L’impressione che mi ha sempre suscitato “Drift” è di un album ibrido, di transizione, in cui la band cerca di mutar pelle senza però snaturare la propria anima più vera e profonda. Se è vero che la scaletta non contiene martellate ritmiche all’ultimo sangue e che il livello di aggressione e violenza apparentemente risulta calmierato, è altrettanto vero che col trascorrere dei minuti si avverte una tensione strisciante, un’inquietudine, un senso di irrequietezza e nervosismo che destabilizzano. “Me”, “Empty Air”, “12 Year Old With A Gun”, “Smoked Out”, “Destructive Signs” esprimono malessere, negatività, rifiuto di placare un’angoscia che brucia dentro e che non trova un canale positivo di sfogo. I Flotsam hanno una profondità che poche altre band possono vantare, indipendentemente da quanto venga certificato come “doc” il loro thrash sound. Certamente le composizioni di “Drift” non potevano accontentare gli estimatori della band più integralisti e spartani, abituati a ben altro e già pesantemente insospettitisi con “Cuatro”. E tuttavia il quinto episodio di casa Flotsam And Jetsam meritava e meriterebbe ancora oggi di essere preso ed ascoltato come un capitolo a sé, affatto parco o avaro di spunti, argomenti e chiaroscuri.

Drift” arriva nel 1995, spacca il decennio a metà, il decennio più terribile che il metal ricordi, ma contrariamente ad altre band che cercano un po’ goffamente di riciclarsi come neo verginelle industrial o grungettare, i Flotsam mantengono una propria dignità, sperimentano e cercano nuove ispirazioni anche allargando i propri confini musicali ma senza mai svendersi. Ascoltando l’album il loro spirito più autentico rimane integro, l’anima dei Flotsam c’è in questi solchi, anche se declinata con livree più eterogenee rispetto al solito, o perlomeno rispetto a quelle che un thrasher si sarebbe aspettato. Eric A.K. prende per mano i suoi compagni, assumendo ora più che mai il compito di guidare il gruppo in territori affatto familiari. L’apporto del frontman conta moltissimo in questi frangenti, diventa essenziale, dirimente, ed Erik ha una personalità, una versatilità ed una capacità interpretativa tali da mantenere i Flotsam sempre col baricentro dritto. Senza che il rimando suoni blasfemo per nessuno, se dovessimo guardare a “Drift” come al Black Album dei Flotsam ci sarebbe di che esser fieri e soddisfatti, se non – è un parere strettamente personale, non inforcate elmo e spadone – ritenerlo persino preferibile al Nerone di San Francisco (nonché meno spasmodicamente alla ricerca di accettazione da parte di un pubblico più ampio).

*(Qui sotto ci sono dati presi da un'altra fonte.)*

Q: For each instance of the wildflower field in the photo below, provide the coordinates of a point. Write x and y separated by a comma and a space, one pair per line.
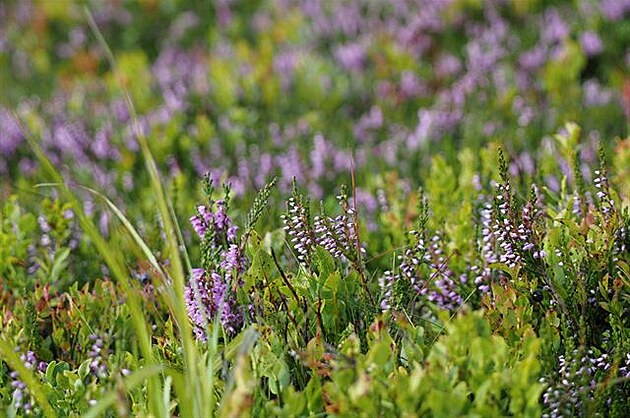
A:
369, 208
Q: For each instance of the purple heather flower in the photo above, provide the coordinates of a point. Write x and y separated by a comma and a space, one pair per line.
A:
615, 10
351, 56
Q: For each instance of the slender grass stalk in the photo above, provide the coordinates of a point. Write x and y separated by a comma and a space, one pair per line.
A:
37, 389
193, 400
111, 256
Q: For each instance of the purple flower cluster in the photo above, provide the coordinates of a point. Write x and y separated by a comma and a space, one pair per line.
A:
435, 283
577, 379
21, 397
491, 61
297, 226
210, 291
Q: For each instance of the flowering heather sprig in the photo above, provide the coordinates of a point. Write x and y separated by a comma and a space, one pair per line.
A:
576, 380
338, 235
98, 352
210, 291
442, 289
21, 397
298, 227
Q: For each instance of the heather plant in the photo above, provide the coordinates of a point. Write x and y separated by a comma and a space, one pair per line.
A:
474, 263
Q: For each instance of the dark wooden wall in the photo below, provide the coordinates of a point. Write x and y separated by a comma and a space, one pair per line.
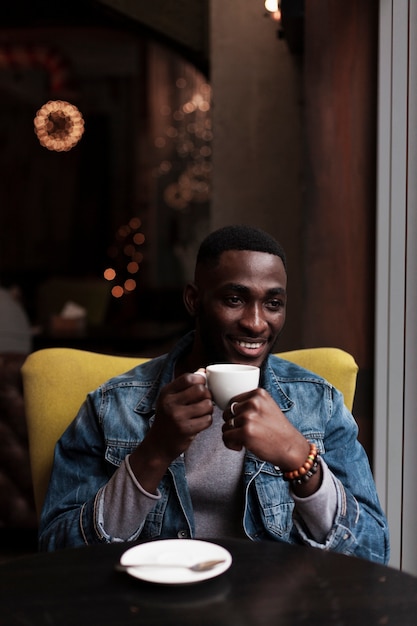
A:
340, 74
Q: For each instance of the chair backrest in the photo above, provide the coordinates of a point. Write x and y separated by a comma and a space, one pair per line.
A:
57, 380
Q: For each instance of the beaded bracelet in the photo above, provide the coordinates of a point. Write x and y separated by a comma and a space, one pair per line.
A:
307, 469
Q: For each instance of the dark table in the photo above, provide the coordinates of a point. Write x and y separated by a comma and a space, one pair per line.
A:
268, 584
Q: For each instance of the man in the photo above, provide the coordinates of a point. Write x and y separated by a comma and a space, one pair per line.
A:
149, 455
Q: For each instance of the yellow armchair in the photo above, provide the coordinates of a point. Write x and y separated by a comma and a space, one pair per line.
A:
57, 380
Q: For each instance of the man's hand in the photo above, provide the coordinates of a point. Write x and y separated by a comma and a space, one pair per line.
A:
183, 410
258, 424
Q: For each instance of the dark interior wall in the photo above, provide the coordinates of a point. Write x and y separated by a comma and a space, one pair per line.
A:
340, 89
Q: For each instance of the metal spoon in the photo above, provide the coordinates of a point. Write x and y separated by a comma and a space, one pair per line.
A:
202, 566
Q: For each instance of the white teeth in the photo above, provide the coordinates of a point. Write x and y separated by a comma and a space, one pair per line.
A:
250, 346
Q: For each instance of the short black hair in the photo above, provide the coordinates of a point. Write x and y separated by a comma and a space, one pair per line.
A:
238, 237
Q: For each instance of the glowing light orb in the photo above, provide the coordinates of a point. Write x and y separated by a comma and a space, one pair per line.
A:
59, 125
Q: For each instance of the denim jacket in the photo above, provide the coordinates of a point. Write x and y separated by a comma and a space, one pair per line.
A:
115, 418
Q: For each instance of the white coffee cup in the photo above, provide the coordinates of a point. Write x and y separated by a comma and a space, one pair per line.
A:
226, 380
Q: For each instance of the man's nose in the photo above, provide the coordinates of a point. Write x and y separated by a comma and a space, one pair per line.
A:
254, 318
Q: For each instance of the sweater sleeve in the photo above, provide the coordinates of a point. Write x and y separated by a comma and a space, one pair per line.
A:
318, 510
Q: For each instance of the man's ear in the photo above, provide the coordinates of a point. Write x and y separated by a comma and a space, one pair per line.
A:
190, 297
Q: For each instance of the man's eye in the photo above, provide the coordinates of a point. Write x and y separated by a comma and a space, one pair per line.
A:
233, 300
275, 304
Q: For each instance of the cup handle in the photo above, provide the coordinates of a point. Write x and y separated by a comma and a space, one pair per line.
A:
202, 372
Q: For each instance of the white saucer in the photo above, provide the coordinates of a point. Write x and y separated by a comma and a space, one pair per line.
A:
169, 551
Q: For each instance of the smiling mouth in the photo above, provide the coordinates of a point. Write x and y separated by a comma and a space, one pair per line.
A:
251, 345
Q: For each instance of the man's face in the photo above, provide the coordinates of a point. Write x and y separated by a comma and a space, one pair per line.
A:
240, 306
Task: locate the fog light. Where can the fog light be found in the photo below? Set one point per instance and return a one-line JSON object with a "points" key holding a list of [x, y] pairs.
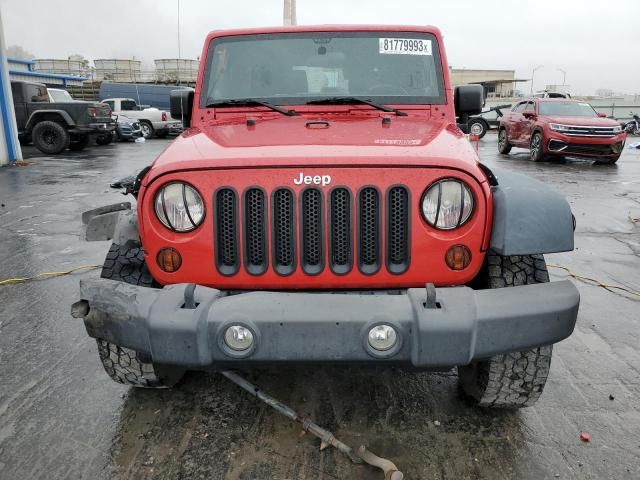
{"points": [[238, 338], [169, 260], [458, 257], [382, 337], [617, 147]]}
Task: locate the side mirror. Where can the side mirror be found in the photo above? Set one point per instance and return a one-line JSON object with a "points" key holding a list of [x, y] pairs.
{"points": [[468, 100], [181, 105]]}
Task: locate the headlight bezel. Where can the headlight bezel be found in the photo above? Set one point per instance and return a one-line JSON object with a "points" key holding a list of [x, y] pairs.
{"points": [[163, 217], [462, 221]]}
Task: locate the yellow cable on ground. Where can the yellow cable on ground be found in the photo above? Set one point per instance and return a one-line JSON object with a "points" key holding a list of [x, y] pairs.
{"points": [[47, 275], [597, 283]]}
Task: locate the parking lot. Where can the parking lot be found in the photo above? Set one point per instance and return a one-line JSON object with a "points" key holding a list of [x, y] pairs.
{"points": [[62, 417]]}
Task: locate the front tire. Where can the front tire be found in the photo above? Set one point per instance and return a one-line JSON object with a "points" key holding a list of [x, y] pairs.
{"points": [[147, 129], [122, 364], [517, 379], [536, 148], [50, 137], [79, 143], [504, 147]]}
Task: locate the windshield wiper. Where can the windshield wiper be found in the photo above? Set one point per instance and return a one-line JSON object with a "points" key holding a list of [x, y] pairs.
{"points": [[347, 100], [251, 101]]}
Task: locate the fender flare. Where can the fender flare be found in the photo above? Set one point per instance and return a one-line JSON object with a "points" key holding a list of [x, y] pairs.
{"points": [[528, 217], [115, 222], [33, 118]]}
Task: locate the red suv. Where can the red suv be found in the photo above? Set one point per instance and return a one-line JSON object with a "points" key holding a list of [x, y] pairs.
{"points": [[558, 127]]}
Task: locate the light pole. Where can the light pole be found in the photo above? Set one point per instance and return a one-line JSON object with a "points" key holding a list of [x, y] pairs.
{"points": [[533, 74], [564, 76]]}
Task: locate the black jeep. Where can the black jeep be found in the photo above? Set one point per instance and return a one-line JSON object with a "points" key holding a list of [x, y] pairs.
{"points": [[52, 127]]}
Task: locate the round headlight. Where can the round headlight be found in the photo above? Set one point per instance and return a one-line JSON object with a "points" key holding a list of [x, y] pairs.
{"points": [[447, 204], [179, 207]]}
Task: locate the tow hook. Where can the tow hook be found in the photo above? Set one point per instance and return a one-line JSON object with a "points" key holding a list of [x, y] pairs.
{"points": [[361, 454]]}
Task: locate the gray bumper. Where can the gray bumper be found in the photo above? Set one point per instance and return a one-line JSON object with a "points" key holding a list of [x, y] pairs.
{"points": [[319, 327]]}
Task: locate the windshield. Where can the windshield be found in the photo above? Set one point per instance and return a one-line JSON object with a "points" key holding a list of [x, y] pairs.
{"points": [[569, 109], [293, 68], [60, 96]]}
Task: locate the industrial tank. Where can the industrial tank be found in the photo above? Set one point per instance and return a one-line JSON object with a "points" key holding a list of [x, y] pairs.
{"points": [[118, 70], [67, 66], [176, 70]]}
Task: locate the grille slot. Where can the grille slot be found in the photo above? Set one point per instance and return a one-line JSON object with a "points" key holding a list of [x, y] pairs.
{"points": [[369, 230], [255, 231], [312, 255], [283, 231], [227, 259], [341, 248], [397, 229]]}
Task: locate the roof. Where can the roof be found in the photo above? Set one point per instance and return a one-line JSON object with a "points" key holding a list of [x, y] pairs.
{"points": [[19, 60], [326, 28], [47, 75]]}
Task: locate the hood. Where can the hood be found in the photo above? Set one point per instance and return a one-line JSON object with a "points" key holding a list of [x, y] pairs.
{"points": [[580, 121], [312, 140]]}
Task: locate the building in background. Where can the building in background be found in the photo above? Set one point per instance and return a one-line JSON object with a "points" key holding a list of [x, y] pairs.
{"points": [[24, 70]]}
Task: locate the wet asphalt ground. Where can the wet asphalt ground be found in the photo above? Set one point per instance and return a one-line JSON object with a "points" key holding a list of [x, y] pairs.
{"points": [[61, 417]]}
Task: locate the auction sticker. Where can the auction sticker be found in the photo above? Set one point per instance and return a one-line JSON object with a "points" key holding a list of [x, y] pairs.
{"points": [[405, 46]]}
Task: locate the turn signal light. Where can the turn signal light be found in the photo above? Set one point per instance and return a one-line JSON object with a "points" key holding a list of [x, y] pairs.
{"points": [[458, 257], [169, 260]]}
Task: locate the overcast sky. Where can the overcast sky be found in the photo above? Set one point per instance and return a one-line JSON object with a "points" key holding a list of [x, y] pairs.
{"points": [[596, 42]]}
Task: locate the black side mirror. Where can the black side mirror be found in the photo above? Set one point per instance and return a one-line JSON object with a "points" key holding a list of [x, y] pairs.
{"points": [[181, 105], [468, 100]]}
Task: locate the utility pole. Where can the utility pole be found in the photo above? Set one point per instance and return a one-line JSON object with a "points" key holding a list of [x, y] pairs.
{"points": [[9, 145], [564, 76], [532, 75], [289, 13]]}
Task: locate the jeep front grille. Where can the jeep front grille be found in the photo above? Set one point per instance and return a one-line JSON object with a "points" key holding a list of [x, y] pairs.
{"points": [[369, 230], [227, 257], [340, 231], [255, 231], [397, 229], [288, 221]]}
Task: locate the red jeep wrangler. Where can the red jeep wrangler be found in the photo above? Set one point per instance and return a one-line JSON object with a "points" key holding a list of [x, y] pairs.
{"points": [[323, 206], [559, 127]]}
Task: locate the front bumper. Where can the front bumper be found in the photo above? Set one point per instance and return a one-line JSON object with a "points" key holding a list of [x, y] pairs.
{"points": [[462, 325], [94, 128], [578, 146]]}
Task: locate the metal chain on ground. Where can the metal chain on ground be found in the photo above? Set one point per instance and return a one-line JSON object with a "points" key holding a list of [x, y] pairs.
{"points": [[597, 283]]}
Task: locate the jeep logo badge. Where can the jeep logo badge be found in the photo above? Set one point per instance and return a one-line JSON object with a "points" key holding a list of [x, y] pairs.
{"points": [[323, 180]]}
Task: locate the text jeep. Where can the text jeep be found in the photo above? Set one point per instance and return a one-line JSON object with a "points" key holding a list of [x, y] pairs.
{"points": [[323, 206]]}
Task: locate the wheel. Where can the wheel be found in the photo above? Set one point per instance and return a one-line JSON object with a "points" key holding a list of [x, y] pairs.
{"points": [[122, 364], [147, 129], [504, 147], [79, 143], [536, 148], [477, 127], [50, 137], [517, 379], [104, 139]]}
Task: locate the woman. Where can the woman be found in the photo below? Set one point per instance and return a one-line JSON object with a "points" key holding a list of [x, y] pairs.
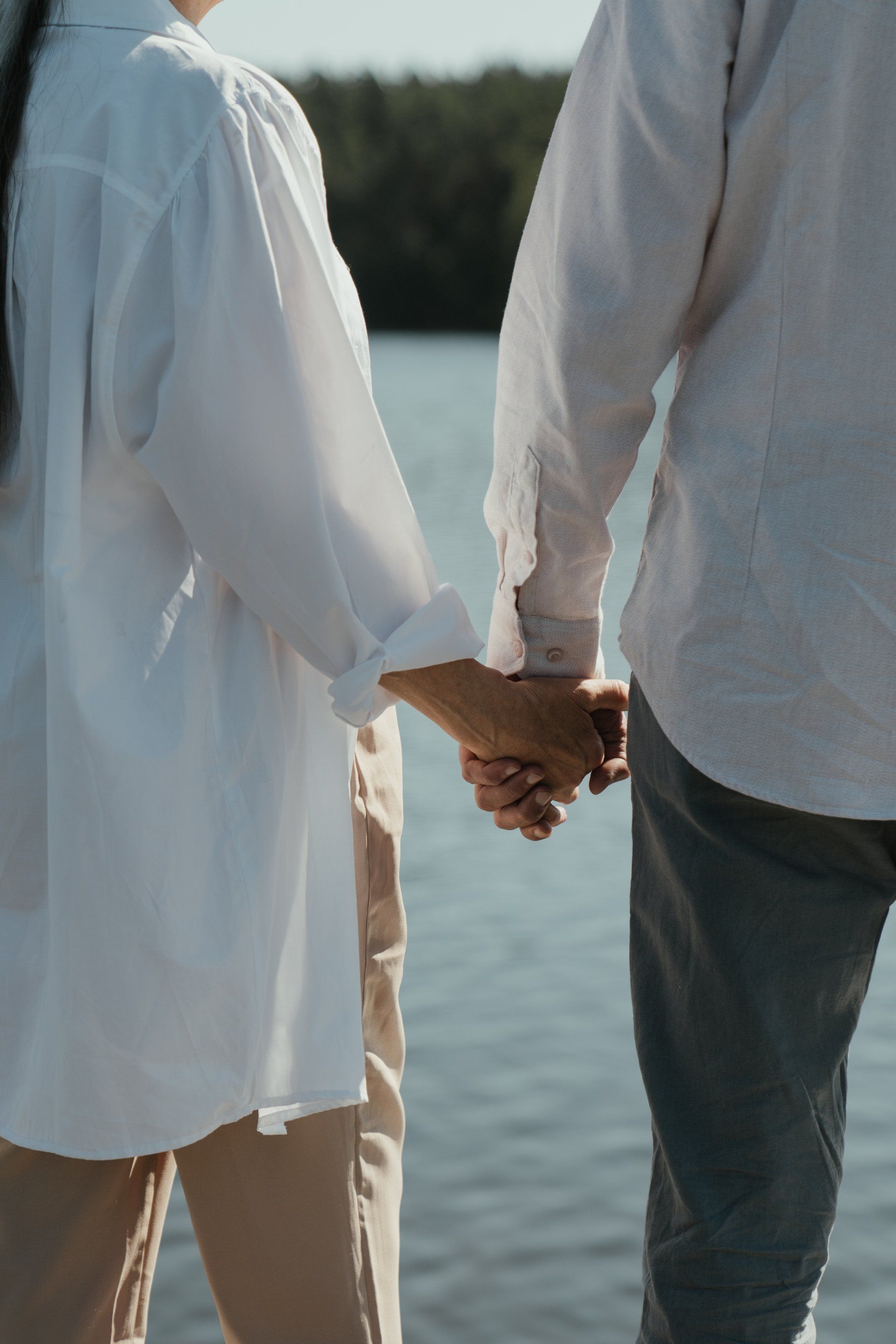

Sentite la frustrazione, la rabbia repressa, l’ombrosa delicatezza, l’eleganza di un pezzo come “Destructive Signs”, durante il quale parrebbe quasi di avvertire il tremolìo di nervi e fasce muscolari a stento tenute a freno e ad un passo dall’esplodere. “Drift” è un album liminare, di confine, che sfida il proprio pubblico e lo invita a gettare un occhio dalla parte opposta del recinto, dove l’aggressività, i cambi di tempo e la velocità non definiscono in modo esclusivo la qualità di un disco, dove emozioni profonde, radicate, intense arrivano contro il petto dell’ascoltatore anche mediante strade nuove e diverse. Si potrà imputare all’album di mantenere qualche incertezza, di avere qualche acerbità non del tutto limata al suo interno, ma oggi più di ieri (avendo potuto storicizzare il percorso dei Flotsam e l’ambito musicale all’interno del quale esso è maturato), rimango convinto che “Drift” sia stata una sfida vinta dalla band, senza che tale vittoria le sia mai stata riconosciuta apertamente.